Under the EJ Rules, when proposing to locate certain pollution-generating facilities in an overburdened community, an applicant must prepare an environmental justice impact statement and engage directly with members of their proposed host community by hosting a public hearing. The applicant must collect all public comments and respond to them in writing. DEP will then evaluate whether pollution from the proposed facility would cause or contribute to environmental and public health stressors at levels disproportionate to those in less burdened communities. The EJ Rules require permit applicants to avoid and minimize such stressors, including through the use of added pollution control technology. Where disproportionate impacts are not avoidable, certain new facilities could be limited, or existing facilities could be subject to additional permit conditions that reduce environmental and public health stressors affecting the community.
Governor Murphy signed the nation’s strongest EJ Law in 2020 to address inequities inherent to preexisting environmental laws. Historically, New Jersey’s overburdened communities and communities of color have been subject to a disproportionately high number of environmental and public health stressors, including pollution from numerous industrial, commercial, and governmental facilities.
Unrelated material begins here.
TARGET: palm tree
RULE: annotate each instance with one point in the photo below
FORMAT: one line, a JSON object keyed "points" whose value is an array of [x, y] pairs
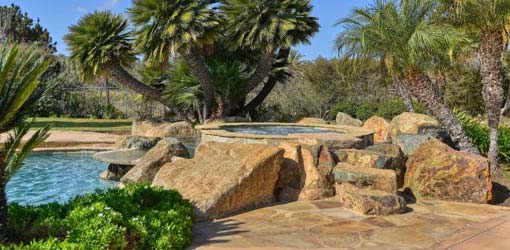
{"points": [[101, 45], [20, 75], [267, 26], [489, 20], [166, 28], [402, 37]]}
As a result, residents in the State’s overburdened communities have suffered from increased adverse health effects.
The EJ Law enhances existing environmental laws that did not previously enable DEP to consider environmental and public health stressors on a community level and empowers DEP to evaluate pollution potential on a facility-wide basis and apply conditions that will help facilities avoid and minimize adverse impacts.
There are eight types of facilities covered by the EJ Rules:
1. Major sources of air pollution (i.e., gas fired power plants and cogeneration facilities);
2. Resource recovery facilities or incinerators; sludge processing facilities;
3. Sewage treatment plants with a capacity of more than 50 million gallons per day;
4. Transfer stations or solid waste facilities;
5. Recycling facilities that receive at least 100 tons of recyclable material per day;
6. Scrap metal facilities;
7. Landfills; or
8. Medical waste incinerators, except those attendant to hospitals and universities.
To support implementation of the EJ Rules, the DEP developed the Environmental Justice Mapping, Assessment and Protection (EJMAP) tool to help users locate overburdened communities, identify covered facilities within those communities, and analyze relative environmental and public health stressors impacting those communities.